A l’avant-dernier chapitre, c’était elle, mais en mieux. Là, surenchère, elle en fait plus encore : elle est mille, démultipliée. Dans tous ses états, par tout ce qu’elle est. Comme un état des lieux avant déménagement, emménagement. Le titre idéal pour se présenter à son entrée en scène…

Changement de personnel pour ce septième opus. Séparation artistique avec le compositeur et arrangeur Jean-Jacques Nyssen (qui signe néanmoins deux titres). C’était aussi son compagnon et c’est séparation tout court. « Je ne te dirai pas la peur / D’une vie loin de tes bras / Le poignard plongé dans l’cœur / Et la lame qui n’se r’tire pas. » L’album parle de ça. Et Clarika, esseulée, de chercher De quoi faire battre [s]on cœur.

1507-1Le temps est chagrin, ça oscille entre hier et demain, l’hiver qui se rêve en printemps, cette lumière qu’elle cherche dans le clair-obscur, ce présent où tout se joue, l’heure des choix, où le cœur s’emballe, où il ne faut pas que les mains tremblent. « Il s’en est fallu de peu / Pour que l’équation parfaite / Tapisse à jamais de bleu / Tous les recoins de leur tête… »

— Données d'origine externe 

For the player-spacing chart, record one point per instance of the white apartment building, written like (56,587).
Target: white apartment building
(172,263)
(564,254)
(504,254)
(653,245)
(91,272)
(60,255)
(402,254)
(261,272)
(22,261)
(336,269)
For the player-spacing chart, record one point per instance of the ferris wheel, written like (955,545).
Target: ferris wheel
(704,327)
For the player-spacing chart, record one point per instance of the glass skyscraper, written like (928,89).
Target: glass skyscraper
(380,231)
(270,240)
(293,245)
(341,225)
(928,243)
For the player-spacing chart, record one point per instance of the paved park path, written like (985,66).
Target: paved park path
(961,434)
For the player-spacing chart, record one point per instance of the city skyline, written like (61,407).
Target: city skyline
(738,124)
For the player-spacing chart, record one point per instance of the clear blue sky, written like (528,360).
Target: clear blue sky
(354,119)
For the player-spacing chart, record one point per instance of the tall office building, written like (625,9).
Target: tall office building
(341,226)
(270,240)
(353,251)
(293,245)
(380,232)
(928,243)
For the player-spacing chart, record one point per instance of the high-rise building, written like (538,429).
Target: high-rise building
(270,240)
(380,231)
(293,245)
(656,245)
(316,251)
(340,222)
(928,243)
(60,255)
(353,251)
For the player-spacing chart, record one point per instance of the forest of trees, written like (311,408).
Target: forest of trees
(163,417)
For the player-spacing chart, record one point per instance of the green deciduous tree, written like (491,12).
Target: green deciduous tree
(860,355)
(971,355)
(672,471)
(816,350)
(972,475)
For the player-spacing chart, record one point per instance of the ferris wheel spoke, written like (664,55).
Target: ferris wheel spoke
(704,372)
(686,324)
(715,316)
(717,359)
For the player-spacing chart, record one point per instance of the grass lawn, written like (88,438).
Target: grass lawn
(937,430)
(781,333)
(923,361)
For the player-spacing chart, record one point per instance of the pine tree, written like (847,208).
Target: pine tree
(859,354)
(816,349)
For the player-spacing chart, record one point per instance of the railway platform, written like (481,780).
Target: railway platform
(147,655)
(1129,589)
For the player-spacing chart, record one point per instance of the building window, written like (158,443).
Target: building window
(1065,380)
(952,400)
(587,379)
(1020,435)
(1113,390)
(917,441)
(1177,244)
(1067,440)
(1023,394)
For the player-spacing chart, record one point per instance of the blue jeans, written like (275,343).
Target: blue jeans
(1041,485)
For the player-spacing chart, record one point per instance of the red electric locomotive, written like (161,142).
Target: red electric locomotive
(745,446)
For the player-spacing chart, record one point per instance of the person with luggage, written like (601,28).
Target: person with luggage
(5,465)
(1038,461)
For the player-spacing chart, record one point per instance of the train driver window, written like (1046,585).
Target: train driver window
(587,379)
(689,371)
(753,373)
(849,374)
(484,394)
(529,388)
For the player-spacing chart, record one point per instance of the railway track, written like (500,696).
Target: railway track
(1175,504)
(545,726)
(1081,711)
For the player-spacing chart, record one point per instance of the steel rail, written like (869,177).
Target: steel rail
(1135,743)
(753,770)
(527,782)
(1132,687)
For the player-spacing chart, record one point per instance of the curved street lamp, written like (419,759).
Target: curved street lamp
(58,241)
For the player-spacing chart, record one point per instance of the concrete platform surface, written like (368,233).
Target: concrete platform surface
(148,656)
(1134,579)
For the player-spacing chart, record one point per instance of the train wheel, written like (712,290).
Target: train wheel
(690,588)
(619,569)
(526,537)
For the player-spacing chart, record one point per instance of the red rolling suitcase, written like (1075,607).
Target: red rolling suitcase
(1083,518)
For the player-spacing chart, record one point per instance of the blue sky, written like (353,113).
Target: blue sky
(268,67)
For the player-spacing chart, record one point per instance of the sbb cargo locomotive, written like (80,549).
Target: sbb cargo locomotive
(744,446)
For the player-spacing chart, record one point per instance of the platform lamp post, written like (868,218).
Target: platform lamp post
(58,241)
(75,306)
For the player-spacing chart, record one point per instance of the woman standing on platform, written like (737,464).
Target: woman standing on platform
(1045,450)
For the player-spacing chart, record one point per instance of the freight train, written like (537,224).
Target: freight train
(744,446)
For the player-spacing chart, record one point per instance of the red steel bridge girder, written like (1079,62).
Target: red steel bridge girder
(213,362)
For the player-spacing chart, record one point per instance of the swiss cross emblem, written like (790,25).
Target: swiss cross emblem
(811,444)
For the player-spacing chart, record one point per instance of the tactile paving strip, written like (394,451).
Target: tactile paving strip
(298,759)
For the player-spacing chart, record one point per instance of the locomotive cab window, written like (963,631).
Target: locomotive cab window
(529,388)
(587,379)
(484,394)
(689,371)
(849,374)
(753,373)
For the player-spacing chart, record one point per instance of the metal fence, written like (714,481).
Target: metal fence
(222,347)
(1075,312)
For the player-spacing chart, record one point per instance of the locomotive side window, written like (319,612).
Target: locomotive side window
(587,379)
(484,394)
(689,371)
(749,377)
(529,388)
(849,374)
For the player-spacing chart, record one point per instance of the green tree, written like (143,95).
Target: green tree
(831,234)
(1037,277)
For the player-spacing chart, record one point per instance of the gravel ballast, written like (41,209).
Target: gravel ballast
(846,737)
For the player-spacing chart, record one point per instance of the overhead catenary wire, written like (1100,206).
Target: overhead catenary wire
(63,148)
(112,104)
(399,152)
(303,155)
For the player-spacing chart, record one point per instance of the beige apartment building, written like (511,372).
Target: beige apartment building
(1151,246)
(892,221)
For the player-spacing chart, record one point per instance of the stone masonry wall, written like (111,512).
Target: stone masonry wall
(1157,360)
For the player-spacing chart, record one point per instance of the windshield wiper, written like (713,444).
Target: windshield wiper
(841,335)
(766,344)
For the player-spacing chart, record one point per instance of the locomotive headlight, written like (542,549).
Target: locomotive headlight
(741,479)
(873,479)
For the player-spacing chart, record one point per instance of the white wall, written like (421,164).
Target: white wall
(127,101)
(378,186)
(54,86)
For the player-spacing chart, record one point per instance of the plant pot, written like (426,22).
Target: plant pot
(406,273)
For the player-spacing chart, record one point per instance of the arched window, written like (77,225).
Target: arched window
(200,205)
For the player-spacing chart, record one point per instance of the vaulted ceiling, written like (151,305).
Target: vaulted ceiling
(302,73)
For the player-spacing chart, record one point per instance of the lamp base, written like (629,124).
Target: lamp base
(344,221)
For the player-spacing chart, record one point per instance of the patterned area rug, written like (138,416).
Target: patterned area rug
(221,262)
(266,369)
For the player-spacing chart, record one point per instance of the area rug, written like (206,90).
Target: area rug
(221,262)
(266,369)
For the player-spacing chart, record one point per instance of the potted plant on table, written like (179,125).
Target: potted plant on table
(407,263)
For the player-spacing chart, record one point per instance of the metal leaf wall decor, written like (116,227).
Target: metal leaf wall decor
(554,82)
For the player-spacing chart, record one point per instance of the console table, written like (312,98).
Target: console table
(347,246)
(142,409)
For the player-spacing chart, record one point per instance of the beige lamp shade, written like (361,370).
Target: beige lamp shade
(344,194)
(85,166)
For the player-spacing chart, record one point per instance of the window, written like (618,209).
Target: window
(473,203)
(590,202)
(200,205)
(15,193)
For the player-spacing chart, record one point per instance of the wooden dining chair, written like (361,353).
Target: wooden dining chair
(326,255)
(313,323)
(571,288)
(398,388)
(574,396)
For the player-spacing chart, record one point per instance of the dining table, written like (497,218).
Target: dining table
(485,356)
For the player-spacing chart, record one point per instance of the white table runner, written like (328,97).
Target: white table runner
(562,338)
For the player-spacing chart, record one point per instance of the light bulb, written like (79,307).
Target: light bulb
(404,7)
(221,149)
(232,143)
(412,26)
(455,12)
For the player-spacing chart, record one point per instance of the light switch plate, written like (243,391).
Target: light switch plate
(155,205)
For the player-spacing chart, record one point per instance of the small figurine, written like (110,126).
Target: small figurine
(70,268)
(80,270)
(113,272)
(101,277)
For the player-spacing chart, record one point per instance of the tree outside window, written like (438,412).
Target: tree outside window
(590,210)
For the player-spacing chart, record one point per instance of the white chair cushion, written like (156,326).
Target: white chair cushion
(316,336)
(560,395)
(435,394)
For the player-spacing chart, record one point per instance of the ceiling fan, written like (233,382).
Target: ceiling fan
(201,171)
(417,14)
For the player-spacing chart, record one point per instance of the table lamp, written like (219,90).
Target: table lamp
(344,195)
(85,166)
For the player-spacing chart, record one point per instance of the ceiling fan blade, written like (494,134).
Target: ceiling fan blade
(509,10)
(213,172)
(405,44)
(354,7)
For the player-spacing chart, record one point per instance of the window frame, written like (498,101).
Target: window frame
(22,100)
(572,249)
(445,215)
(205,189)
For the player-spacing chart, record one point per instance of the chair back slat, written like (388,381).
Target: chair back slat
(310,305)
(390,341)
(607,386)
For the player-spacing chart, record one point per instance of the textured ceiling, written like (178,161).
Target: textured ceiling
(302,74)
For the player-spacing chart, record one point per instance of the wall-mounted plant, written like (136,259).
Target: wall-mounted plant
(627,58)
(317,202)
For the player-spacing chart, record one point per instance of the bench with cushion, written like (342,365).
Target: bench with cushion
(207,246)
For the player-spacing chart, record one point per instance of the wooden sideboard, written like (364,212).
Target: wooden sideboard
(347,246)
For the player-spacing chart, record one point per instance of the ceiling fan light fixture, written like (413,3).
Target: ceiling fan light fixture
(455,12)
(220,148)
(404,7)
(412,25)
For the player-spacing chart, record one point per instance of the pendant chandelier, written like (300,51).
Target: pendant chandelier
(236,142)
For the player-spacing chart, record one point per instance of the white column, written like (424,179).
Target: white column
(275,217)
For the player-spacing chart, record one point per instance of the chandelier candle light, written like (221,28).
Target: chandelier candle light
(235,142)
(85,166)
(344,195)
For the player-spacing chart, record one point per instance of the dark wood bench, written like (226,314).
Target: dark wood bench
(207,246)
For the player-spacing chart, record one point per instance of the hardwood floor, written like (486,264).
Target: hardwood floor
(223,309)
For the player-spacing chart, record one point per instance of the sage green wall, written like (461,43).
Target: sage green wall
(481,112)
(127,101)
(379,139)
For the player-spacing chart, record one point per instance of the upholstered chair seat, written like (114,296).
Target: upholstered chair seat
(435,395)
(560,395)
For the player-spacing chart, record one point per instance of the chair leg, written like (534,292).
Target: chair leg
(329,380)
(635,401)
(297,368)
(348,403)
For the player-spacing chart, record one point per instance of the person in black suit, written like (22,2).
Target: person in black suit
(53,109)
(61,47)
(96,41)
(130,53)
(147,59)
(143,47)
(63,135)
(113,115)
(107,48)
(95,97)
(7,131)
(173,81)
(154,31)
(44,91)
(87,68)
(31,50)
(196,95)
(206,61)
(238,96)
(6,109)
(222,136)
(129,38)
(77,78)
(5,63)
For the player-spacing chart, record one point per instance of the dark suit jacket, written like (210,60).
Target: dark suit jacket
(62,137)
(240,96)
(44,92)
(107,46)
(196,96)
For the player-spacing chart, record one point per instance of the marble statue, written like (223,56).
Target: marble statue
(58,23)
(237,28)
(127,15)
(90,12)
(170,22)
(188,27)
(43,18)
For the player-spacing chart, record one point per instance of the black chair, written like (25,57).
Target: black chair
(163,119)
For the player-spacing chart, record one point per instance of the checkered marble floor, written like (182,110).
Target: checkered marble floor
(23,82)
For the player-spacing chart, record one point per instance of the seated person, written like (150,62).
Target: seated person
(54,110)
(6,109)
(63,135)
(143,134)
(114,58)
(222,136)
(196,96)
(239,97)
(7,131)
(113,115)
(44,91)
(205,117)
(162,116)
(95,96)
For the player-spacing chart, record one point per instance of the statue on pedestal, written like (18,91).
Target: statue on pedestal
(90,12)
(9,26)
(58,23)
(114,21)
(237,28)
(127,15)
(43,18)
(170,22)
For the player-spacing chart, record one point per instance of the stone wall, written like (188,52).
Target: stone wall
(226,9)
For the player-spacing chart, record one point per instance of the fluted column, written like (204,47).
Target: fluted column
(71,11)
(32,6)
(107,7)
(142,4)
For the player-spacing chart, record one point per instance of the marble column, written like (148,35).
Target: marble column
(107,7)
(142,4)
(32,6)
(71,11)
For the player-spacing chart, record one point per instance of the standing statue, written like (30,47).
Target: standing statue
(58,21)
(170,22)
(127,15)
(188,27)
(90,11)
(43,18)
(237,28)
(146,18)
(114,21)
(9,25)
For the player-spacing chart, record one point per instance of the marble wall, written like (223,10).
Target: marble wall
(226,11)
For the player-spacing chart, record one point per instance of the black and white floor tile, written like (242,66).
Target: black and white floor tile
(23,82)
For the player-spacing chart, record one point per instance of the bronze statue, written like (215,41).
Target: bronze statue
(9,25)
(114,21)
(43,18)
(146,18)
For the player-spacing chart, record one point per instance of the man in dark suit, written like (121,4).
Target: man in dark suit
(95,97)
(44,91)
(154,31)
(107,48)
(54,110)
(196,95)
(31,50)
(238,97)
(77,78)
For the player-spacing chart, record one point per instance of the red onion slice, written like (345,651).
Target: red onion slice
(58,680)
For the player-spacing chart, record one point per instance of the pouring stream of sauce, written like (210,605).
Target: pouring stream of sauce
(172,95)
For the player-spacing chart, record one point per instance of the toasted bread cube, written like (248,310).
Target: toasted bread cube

Il n’y a rien en cet album qui ne parle d’amour. Par des titres qui se savent rien de la chronologie, qui trouvent les plaisirs et souffrance à l’imparfait comme au futur, qui charrient une difficile mais pénétrante mélancolie.

On ne cherche plus depuis longtemps ce qui diffère d’un album l’autre chez Clarika, en quoi le nouveau disque est préférable au précédent. Nous sommes avec elle très haut dans l’art de la chanson. Ce qui diffère ici, c’est cette thématique, cette fois-ci très personnelle, de la rupture. Nous savions beaucoup de choses d’elle, mais pas de façon si intime. Même son désir, jadis, d’être porte-savon dans le vestiaire des garçons ne la mettait pas autant à nu. Paradoxalement avec une rare pudeur : Je ne te dirai pas confie-t-elle à son amour parti : « Parce que j’ai eu tant d’amour que, si ça s’arrête aujourd’hui, moi j’en aurai pour le reste de ma vie. » Amour viscéral, douloureux, inspirant, largement de quoi nourrir son répertoire de plages superbes, comme l’est cet album, impeccable, réalisé cette fois-ci par Fred Pallem, où officient aussi, chacun pour un titre, La Maison Tellier et Alexis HK, en probants soupirants.